De l’hallucinatoire à l’imaginaire quantique. Cézanne, Picasso, Miró, Kandinsky, Malévitch
Editions L’Harmattan, Collection Psychanalyse et Civilisations, Paris, 2022
Jean Nadal
De l’image picturale
Comme les animaux, nous avons un corps. L’utérus maternel, la séparation d’avec cette couveuse s’avèrent cruciaux pour accéder à une vie psychique nourrie par l’acquisition d’un langage, la fabrication d’outils. Bipèdes prématurés, nous devons affronter un primitif état de détresse.
L’inadéquation de l’animal humain ne fait que traduire la division freudienne du sujet. Il existe une part considérable inconsciente d’émotions que nous pouvons ressentir mais que nous ne pouvons pas contrôler. Tout de la pulsion n’est pas refoulable. Le champ du privé, de l’intériorité psychique ne cesse de progresser qui transgresse volontiers les prescriptions civilisationnelles. D’où l’acuité d’un sentiment de malaise, de dysphorie, d’offense, d’humiliation.
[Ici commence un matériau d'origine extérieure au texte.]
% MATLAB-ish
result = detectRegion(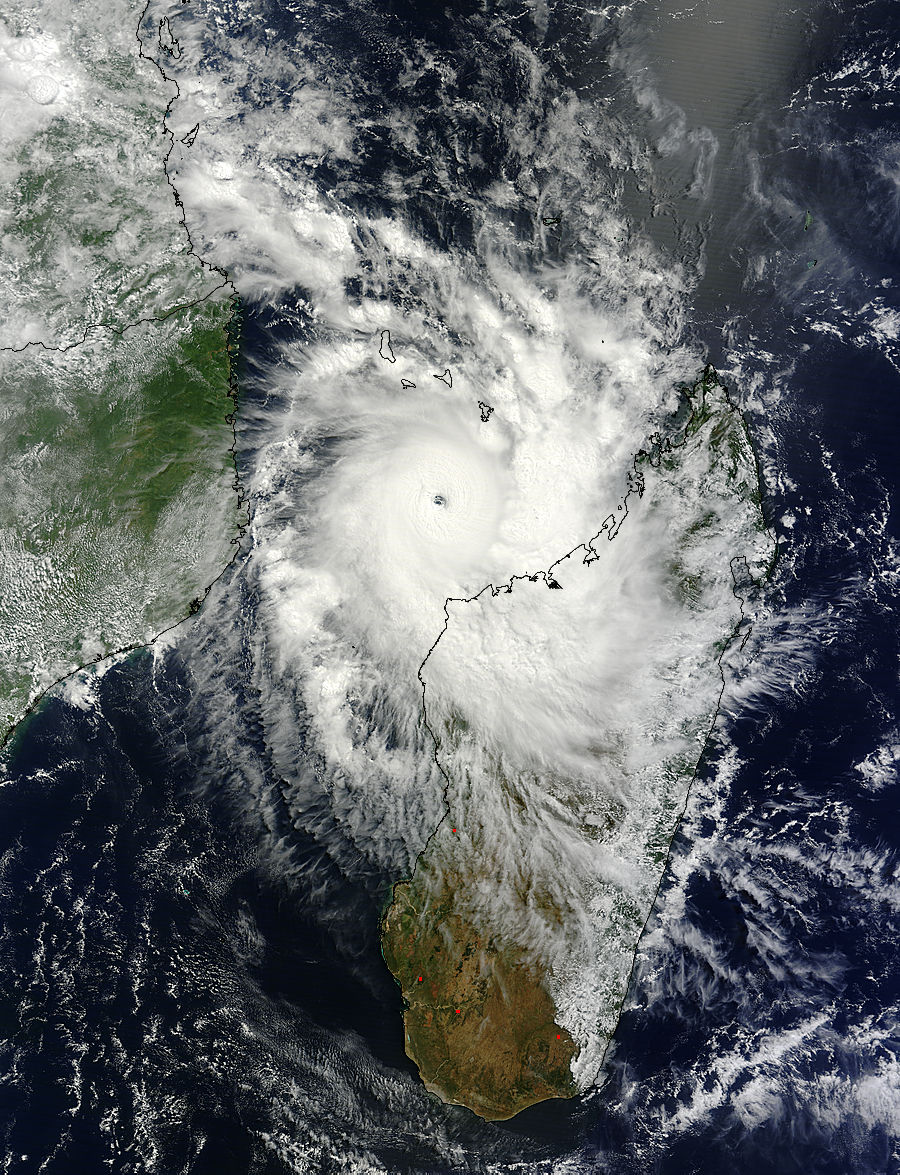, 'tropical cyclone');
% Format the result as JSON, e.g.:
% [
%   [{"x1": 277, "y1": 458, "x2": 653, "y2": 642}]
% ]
[{"x1": 383, "y1": 369, "x2": 772, "y2": 1119}]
La saisie de troubles toujours plus variés, étageant leur profondeur depuis l’émotion, jusqu’au sentiment, à la passion, voire aux perversions ou à la folie, la prise en compte d’effets toujours plus inattendus installant progressivement leurs atteintes depuis les premiers âges de la vie jusqu’aux accidents inopinés des équilibres intérieurs, signe le thème proliférant du « trauma » suggéré à la fin du xixe siècle. Propos de Corbin, Courtine et Vigarello[1] dans « Introduction générale » de leur Histoire des émotions (2016). Profonds bouleversements au xxe siècle liés à la psychanalyse et à l’explosion d’’un individualisme parallèle à la disparition des grands récits collectifs.
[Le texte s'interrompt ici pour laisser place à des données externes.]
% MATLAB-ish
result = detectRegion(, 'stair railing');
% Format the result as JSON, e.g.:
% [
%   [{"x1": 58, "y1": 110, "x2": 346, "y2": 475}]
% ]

La sensation est un phénomène psychophysiologique qui modifie par l’intermédiaire des cinq sens, auxquels il faut ajouter, selon Michel Serres, les organes génitaux, l’animal que donc je suis (Derrida). Elle assure le sujet de la réalité de ce qu’il perçoit. La sensation ne se représente pas mentalement, elle se vit. Paul Valéry : la sensation se transmet directement, en évitant le détour de l’ennui, d’une histoire à raconter. C’est le monde du plaisir et de la douleur, moment premier de l’être avec le monde. Gilles Deleuze, dans sa Logique des sensations, rapporte que, selon Cézanne, il existe deux manières de dépasser la figuration, la narration, l’illustration, le « raconter une histoire ». La première, c’est l’abstraction, pseudo-synthèse des mouvements pulsionnels violents ; la deuxième, la sensation, que Bacon appelle la Figure, qui agit directement sur le système nerveux. Elle est concernée par la chair, la viande accrochée aux os, ce n’est pas de la chair morte. Chez Bacon, nous avons affaire à de l’instinct. La sensation est en prise sur une puissance vitale qui déborde tout. Devenir-animal : l’homme qui souffre est de la viande, la bête qui souffre est un homme, tous deux sont de la viande. Bacon : si je vais chez le boucher, je trouve surprenant de ne pas être à la place de l’animal. Bacon : « Défaire le visage, retrouver ou faire surgir la tête sans le visage[2]. » Car la tête est très différente du visage, organisation spatiale structurée, alors que la tête « c’est un esprit qui est corps, un esprit-buffle, un esprit-chien, un esprit chauve-souris[3] ». La viande peut s’évanouir, les sensations s’étreignent, entrent en résonance. Le bruit n’est pas le langage. Le sentir est au connaître, au percevoir, ce que le cri est au mot (Erwin Straus[4]). Tout n’est pas dans l’intention.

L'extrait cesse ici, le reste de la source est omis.